The Cato Institute recently hosted an event with Christopher J. Coyne called “Doing Bad by Doing Good: Why Humanitarian Action Fails” to discuss his new book by the same title. Coyne is a professor at George Mason University and the director of the F. A. Hayek Program at the Mercatus Center. Doing Bad By Doing Good Coyne, a critic of government interventionism, says he wrote this book to address this often-heard idea: “Well of course everyone believes the US government has an active role to play internationally to address human suffering.” This mindset is common among millennial Christians. When we see people suffering, we want them to flourish, and our first instinct is for the government to help—both domestically or abroad. However, while our intentions are noble, there are often unintended consequences. As Coyne says, “What’s called ‘humanitarian action,’ or ‘short term relief,’ has become so blended with longer term development and military foreign policy goals that, while categorically we separate those things out, it becomes very difficult to isolate one or just stop at a certain point.” “What I try to do is apply an economic way of thinking to develop a general theory of humanitarianism,” Coyne says, and he defines the problem as follows:

Issues of vulnerability and suffering are ultimately issues of economic development and whether the institutions of that community encourage or discourage productive entrepreneurship.

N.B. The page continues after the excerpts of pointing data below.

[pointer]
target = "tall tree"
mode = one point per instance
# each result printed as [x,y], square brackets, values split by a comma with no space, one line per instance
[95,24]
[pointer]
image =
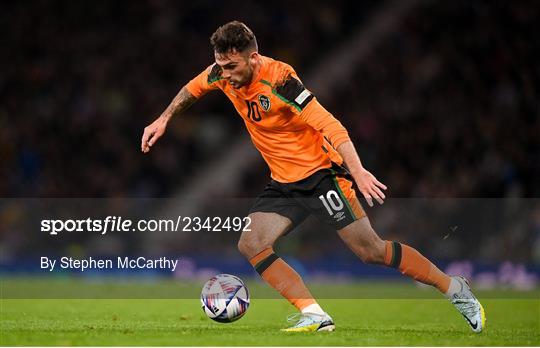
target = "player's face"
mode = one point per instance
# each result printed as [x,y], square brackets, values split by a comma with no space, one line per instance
[237,67]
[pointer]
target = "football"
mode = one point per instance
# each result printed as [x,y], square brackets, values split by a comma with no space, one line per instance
[225,298]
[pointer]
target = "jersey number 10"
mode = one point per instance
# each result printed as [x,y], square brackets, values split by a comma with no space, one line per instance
[332,201]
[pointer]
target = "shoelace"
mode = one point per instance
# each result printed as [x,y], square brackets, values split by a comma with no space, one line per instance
[468,306]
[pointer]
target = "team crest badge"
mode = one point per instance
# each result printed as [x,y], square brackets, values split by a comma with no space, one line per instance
[265,102]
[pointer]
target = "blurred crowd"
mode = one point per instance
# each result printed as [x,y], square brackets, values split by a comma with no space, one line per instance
[85,78]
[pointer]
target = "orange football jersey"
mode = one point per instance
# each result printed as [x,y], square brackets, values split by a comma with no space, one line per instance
[293,132]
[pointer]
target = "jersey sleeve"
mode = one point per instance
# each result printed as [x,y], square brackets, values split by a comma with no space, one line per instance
[304,104]
[207,80]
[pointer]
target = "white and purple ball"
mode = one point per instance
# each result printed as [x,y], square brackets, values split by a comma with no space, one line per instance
[225,298]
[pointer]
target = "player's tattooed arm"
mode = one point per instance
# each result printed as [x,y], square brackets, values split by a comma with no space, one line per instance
[367,183]
[183,100]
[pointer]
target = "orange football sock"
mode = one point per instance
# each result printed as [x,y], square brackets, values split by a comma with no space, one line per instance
[413,264]
[283,278]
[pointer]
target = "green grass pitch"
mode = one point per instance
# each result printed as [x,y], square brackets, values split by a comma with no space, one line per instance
[373,317]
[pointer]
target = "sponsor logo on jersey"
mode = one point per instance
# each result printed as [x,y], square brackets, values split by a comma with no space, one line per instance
[339,216]
[302,97]
[265,102]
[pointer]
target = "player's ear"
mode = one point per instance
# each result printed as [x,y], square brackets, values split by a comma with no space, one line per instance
[253,58]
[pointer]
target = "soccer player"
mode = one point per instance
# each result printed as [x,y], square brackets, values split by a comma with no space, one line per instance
[313,166]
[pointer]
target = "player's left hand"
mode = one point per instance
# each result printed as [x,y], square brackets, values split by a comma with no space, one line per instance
[370,187]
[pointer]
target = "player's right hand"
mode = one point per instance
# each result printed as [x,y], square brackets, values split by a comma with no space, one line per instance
[152,133]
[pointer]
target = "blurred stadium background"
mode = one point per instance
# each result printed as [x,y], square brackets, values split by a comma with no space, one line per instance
[440,98]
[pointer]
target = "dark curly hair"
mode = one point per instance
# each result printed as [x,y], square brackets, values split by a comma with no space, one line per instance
[233,36]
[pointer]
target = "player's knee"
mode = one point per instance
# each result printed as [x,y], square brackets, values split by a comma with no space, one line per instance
[372,253]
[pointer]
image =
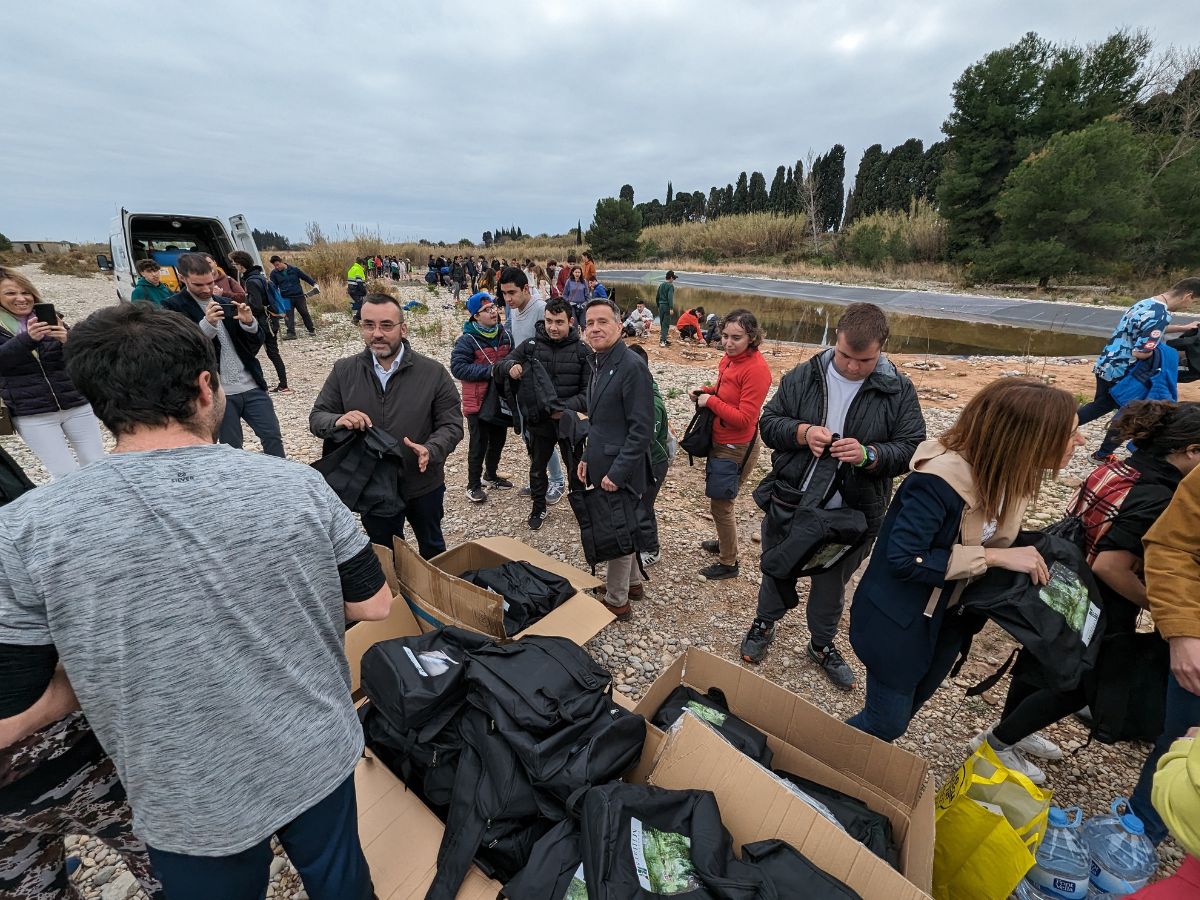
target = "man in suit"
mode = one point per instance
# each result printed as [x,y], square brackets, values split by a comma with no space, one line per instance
[621,424]
[237,337]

The solution he then proposes is that aid efforts should be economically driven because “economics focuses on constraints.” This is important because the economic way of thinking focuses on “the constraints we face, not in just in the quantity of resources, but our intelligence, human reason, our ability to allocate resources in a manner that makes people better off.” The current model of aid follows a central planning philosophy—that the “smart” people can get together and determine exactly how much of various goods and services people need and the best way to produce and deliver those goods. This violates what F.A. Hayek defines as the “knowledge problem.” This should matter greatly to Christians. As I’ve blogged before, “In the Garden of Eden, we see that man is created with imperfect knowledge. Even the forbidden fruit did not make man omniscient; instead, it made him knowledgeable of both good and evil. It is fundamental to the Christian faith, just as it is to laissez-faire economics, that knowledge is ‘not given to anyone in its totality.'” Throughout history, when a purely central planning model has been tried, it has resulted in shortages and more suffering. A recent example of this is in Venezuela, where police officer confiscated toilet paper, diapers and juice boxes due to a nationwide shortage. My friend Lee Doren explains this “interesting phenomenon where they run out of toilet paper” quite well by calling the situation, “really, really sad and pathetic.” Treating aid like a government central planning project not only fails to produce enough aid, but it turns the very people we are trying to help into what Coyne calls “voiceless customers.” This approach does not seek to heal the broken relationships which have contributed to the poverty in the first place. Right solutions in humanitarian aid, according to Coyne, will follow our moral judgments but will be informed by economic principles.